Description
- Version: v8.2.1
- Platform: Linux ronomon.com 3.13.0-106-generic [stream] - callback based API additions #153-Ubuntu SMP Tue Dec 6 15:44:32 UTC 2016 x86_64 x86_64 x86_64 GNU/Linux
- Subsystem: child_process
spawn()
is not asynchronous while launching a child process.
I think this is a known issue but it took a few months to track down.
Our event loop was blocking frequently:
2017-08-18T12:18:03.935Z INFO Event loop blocked for 258ms.
2017-08-18T12:18:17.200Z INFO Event loop blocked for 223ms.
2017-08-18T12:18:45.417Z INFO Event loop blocked for 288ms.
2017-08-18T12:19:11.981Z INFO Event loop blocked for 296ms.
2017-08-18T12:19:39.142Z INFO Event loop blocked for 282ms.
2017-08-18T12:19:43.750Z INFO Event loop blocked for 329ms.
2017-08-18T12:19:48.655Z INFO Event loop blocked for 247ms.
2017-08-18T12:19:55.191Z INFO Event loop blocked for 266ms.
2017-08-18T12:20:52.000Z INFO Event loop blocked for 269ms.
2017-08-18T12:21:18.157Z INFO Event loop blocked for 294ms.
2017-08-18T12:21:20.388Z INFO Event loop blocked for 272ms.
2017-08-18T12:21:31.557Z INFO Event loop blocked for 276ms.
2017-08-18T12:21:32.529Z INFO Event loop blocked for 320ms.
2017-08-18T12:21:36.400Z INFO Event loop blocked for 307ms.
The system has many components and the RSS is around 14 GB. We had had issues with GC pause times so we moved everything off-heap and reduced the number of pointers. We may still have issues with GC pause times, but I thought it might also be something else.

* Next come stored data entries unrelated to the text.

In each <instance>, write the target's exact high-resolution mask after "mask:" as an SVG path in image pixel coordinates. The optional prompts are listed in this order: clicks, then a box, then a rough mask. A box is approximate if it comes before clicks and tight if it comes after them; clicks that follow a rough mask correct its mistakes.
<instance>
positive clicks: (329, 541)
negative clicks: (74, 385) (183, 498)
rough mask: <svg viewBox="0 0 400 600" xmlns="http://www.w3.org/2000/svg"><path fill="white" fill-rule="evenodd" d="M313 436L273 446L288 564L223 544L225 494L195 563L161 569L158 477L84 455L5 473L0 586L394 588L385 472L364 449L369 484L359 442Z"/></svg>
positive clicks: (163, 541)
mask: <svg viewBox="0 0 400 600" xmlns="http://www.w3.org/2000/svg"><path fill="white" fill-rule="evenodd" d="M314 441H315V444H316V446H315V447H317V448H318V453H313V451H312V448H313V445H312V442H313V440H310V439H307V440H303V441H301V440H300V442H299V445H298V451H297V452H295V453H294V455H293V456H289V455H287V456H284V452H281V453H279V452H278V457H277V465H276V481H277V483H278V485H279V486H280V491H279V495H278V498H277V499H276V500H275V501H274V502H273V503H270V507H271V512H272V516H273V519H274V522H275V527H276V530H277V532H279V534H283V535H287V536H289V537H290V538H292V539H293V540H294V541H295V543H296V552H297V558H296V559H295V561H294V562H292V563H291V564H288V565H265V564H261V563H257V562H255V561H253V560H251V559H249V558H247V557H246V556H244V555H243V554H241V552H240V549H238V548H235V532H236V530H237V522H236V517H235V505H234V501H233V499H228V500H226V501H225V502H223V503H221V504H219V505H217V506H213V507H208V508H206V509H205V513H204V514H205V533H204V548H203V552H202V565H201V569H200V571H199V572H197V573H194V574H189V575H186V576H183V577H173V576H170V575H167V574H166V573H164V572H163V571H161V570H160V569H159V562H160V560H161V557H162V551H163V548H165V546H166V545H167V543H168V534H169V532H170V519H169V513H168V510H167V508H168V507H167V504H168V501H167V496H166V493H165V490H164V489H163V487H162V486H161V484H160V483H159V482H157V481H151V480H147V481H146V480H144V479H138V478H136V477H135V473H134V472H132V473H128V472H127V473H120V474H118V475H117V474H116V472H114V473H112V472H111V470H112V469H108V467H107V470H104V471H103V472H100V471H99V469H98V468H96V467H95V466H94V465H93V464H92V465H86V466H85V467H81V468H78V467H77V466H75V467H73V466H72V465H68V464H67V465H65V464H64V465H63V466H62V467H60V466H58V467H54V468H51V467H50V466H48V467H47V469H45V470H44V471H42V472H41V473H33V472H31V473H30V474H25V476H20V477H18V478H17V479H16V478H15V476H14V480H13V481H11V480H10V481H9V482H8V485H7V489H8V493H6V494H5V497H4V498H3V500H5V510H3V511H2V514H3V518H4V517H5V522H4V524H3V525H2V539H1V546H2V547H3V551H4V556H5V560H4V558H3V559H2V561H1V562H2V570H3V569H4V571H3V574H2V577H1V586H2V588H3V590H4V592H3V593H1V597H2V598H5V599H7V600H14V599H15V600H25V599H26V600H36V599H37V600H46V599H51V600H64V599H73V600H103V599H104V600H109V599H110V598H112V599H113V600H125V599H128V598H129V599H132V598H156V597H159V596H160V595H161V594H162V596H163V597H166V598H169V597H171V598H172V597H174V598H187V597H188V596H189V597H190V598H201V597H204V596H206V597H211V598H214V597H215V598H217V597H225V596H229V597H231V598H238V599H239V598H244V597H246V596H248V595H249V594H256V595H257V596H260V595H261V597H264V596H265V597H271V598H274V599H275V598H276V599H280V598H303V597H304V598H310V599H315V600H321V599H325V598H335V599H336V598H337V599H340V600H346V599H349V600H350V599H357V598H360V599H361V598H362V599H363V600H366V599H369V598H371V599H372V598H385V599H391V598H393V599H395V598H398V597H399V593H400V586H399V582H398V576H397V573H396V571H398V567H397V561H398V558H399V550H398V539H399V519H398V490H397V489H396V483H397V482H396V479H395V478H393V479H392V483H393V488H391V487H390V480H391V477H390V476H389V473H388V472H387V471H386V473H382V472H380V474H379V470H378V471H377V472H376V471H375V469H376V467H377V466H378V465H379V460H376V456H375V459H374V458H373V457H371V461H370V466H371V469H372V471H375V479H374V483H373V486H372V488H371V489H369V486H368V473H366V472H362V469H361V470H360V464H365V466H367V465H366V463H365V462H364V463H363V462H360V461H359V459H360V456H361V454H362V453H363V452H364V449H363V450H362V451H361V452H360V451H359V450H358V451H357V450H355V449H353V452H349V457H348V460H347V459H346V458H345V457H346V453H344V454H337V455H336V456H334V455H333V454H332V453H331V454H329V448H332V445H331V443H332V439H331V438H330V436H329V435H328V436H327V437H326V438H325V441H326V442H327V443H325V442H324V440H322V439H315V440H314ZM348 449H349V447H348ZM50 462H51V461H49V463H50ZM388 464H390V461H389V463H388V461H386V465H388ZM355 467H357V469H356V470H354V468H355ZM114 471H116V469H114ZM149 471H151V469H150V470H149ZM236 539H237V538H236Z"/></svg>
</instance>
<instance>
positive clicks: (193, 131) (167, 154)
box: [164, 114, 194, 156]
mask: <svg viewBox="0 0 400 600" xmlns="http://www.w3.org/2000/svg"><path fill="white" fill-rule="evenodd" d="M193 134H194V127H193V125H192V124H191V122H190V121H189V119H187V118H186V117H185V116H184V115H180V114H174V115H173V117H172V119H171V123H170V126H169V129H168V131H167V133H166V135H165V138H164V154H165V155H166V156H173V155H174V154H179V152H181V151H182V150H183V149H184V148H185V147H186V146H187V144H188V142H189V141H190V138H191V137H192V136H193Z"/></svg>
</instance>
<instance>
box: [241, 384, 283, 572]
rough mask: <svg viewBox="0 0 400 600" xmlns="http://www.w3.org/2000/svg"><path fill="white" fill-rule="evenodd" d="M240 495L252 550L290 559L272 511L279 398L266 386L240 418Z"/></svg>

In addition, over time, the majority of components were rewritten to run in the threadpool.
I thought it was finally down to deduplication chunking and hashing, but when this was recently moved to the threadpool, I took another look at a spawn routine which was calling out to clamdscan
(moving to a socket protocol was the long term plan but spawning clamdscan
was the first draft):
var stdout = '';
var stderr = '';
var child = Node.child.spawn('clamdscan', ['-']);
child.stdin.on('error', function(error) {}); // Fix ECONNRESET bug with Node.
child.stdin.write(buffer);
child.stdin.end();
child.stdout.on('data', function(data) { stdout += data; });
child.stderr.on('data', function(data) { stderr += data; });
child.on('error',
function(error) {
end(undefined, false, '', '');
}
);
child.on('exit',
function(code) {
end(undefined, code === 1, stdout, stderr);
}
);
I came across nodejs/node-v0.x-archive#9250 today and https://github.com/davepacheco/node-spawn-async seems to explain it in terms of the large heap or RSS size:
While workloads that make excessive use of fork(2) are hardly high-performance to begin with, the behavior of blocking the main thread for hundreds of milliseconds each time is unnecessarily pathological for otherwise reasonable workloads.
Wrapping the spawn code above in a simple timer shows:
2017-08-18T12:18:03.935Z INFO MDA: Blocking: scan: 271ms
2017-08-18T12:18:17.196Z INFO MDA: Blocking: scan: 263ms
2017-08-18T12:18:45.417Z INFO MDA: Blocking: scan: 296ms
2017-08-18T12:19:11.980Z INFO MDA: Blocking: scan: 293ms
2017-08-18T12:19:39.142Z INFO MDA: Blocking: scan: 306ms
2017-08-18T12:19:43.750Z INFO MDA: Blocking: scan: 293ms
2017-08-18T12:19:48.655Z INFO MDA: Blocking: scan: 276ms
2017-08-18T12:19:55.191Z INFO MDA: Blocking: scan: 299ms
2017-08-18T12:20:52.000Z INFO MDA: Blocking: scan: 277ms
2017-08-18T12:21:18.156Z INFO MDA: Blocking: scan: 294ms
2017-08-18T12:21:20.388Z INFO MDA: Blocking: scan: 292ms
2017-08-18T12:21:31.557Z INFO MDA: Blocking: scan: 290ms
2017-08-18T12:21:32.529Z INFO MDA: Blocking: scan: 318ms
2017-08-18T12:21:36.400Z INFO MDA: Blocking: scan: 315ms
All correlated with the event loop blocks reported above.
I understand that spawn is not meant to be called every few seconds, but I never expected average latency of 300ms?
Is there any way to improve spawn along the lines of what Dave Pacheco has done?
Or at least to document that spawn()
will block the event loop for around 300ms depending on heap size?